Decades later we're still cleaning up asbestos left and right..

@stux @baldur it was already well known by mid 20th century the stuff was bad for you (although suppressed by those who profited from it), and there were warnings on all the products by 1970s/80s (I remember seeing them when I went to DIY stores with my dad), but its use was already entrenched in significant market niches such as vehicle brake linings and ceiling tiles and it took until late 90s/00s before it was /finally/ banned (UK in 1999, about 2005 for EU wide ban)
@baldur 💯 right on mark, it is mostly driven by dismissal of extreme costs (typical for hyper investment approach) and utter disqualification of decision makers who don't know what they manage (or actually don't manage)
@baldur Yeah – I had a similar thought last year, which I put into a blog post called "Lead Paint Is Amazing" 😛 : https://havn.blog/2024/05/17/lead-paint-is.html
🌱 Lead Paint Is Amazing

On “Usefulness” and “Harmfulness” …

@havn The lead paint analogy is a good one. 🙂 👍
The displacement of jobs by robots and AI is not really the real problem. On the contrary, this used to be a part of utopias, not dystopias. The problem is people's refusal to adapt our society and economy to this. It cannot be that only a few people benefit from automation, otherwise the economy will collapse and violent conflicts will ensue. An unconditional basic income would be the first step to respond to this, but it is far from sufficient.
@baldur That is such a great way to explain it, and so painfully accurate. Thank you.
@baldur I listened to a Planet Money podcast which tried to argue that AI was transformational for the economy. One example was some site that would auto-generate a sports story from your kid's little-league scores. Color me unconvinced.
@baldur from my experience it does have a duality, however it should be used as a tool if you want to continue pursuing a career where ai is now intertwined. I will say it is going to put the most pressure on the photography industry.
@baldur or the environmental impacts
@baldur much like framing _data is the new oil_, when a more apt notion is _data is the new uranium_.
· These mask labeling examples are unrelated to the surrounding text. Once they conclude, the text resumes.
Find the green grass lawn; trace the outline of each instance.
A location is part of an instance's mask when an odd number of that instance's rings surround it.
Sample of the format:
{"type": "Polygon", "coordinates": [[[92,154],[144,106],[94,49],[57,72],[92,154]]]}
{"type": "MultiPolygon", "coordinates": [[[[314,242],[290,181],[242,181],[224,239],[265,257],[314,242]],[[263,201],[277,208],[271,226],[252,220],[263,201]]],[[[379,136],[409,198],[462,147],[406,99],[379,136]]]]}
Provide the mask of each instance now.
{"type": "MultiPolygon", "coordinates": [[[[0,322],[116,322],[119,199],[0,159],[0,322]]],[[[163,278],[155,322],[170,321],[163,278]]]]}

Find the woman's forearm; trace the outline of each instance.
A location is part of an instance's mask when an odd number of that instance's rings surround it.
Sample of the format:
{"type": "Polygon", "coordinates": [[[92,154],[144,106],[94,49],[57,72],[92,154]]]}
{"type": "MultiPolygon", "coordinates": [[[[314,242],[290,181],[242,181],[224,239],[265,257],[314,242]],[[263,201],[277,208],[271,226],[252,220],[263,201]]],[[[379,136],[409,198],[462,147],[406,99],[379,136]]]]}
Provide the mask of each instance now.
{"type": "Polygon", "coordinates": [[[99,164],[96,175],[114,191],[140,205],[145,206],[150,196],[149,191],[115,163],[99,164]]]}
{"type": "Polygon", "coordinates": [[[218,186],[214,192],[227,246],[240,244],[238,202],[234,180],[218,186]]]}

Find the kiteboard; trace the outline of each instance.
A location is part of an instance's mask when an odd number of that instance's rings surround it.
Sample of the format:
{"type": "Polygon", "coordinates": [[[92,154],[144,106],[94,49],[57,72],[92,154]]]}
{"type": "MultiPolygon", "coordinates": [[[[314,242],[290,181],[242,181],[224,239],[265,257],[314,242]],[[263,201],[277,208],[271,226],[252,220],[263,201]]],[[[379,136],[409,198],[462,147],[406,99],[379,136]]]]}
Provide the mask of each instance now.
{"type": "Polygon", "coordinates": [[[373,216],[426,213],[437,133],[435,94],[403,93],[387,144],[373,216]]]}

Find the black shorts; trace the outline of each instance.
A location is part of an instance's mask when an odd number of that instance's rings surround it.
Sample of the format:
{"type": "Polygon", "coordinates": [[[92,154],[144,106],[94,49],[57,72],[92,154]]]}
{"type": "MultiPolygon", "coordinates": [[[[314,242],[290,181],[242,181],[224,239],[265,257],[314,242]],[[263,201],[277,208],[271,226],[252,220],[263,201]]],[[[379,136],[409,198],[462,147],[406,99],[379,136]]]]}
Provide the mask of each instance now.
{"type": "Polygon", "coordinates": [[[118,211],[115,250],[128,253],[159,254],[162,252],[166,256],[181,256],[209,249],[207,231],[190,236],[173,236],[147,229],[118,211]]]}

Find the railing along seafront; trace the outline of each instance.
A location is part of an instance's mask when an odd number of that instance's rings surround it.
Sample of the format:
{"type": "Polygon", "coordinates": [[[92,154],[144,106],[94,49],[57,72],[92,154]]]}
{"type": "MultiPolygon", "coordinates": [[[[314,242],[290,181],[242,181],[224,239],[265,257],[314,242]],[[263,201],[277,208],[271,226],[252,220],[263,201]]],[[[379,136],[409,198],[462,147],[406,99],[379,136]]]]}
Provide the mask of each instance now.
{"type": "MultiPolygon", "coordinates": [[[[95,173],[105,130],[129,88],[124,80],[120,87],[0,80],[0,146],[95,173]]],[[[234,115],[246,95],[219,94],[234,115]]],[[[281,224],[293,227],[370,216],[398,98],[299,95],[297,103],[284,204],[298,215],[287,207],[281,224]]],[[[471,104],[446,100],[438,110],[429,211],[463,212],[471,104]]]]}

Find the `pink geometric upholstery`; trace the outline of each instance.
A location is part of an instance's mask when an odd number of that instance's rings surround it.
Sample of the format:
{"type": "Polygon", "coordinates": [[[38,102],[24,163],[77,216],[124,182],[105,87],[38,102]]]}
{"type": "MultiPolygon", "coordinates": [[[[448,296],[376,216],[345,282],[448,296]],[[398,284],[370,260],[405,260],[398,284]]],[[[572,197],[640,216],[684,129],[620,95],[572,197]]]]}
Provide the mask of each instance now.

@baldur your "AI is the digital insfrastructure abestos", is the AI counter part to the bitcoin "running your car 24/7 to solve sudoku you can trade for heroin".

I'm going to use this all the time now, thank you for the analogy

@baldur As someone who is totally blind, I enjoy using artificial intelligence. The only thing it's replacing for me is a pair of eyes that doesn't work. I use Seeing AI and ARx Vision it for ocr, to describe scenes, colours, etc. I also use Novel AI to write, but just for fun. I can write on my own, as I have been doing so since the fifth grade. I just enjoy the collaborative effort. I also like researching things with Perplexity. Many times, it gives me accurate information. When it doesn't, or if it's important, I always double-check its results. But our conversations have taught me a lot and also made me think of other things, leading to more discoveries and research.
@baldur Don't use it in construction! Holds true in both cases.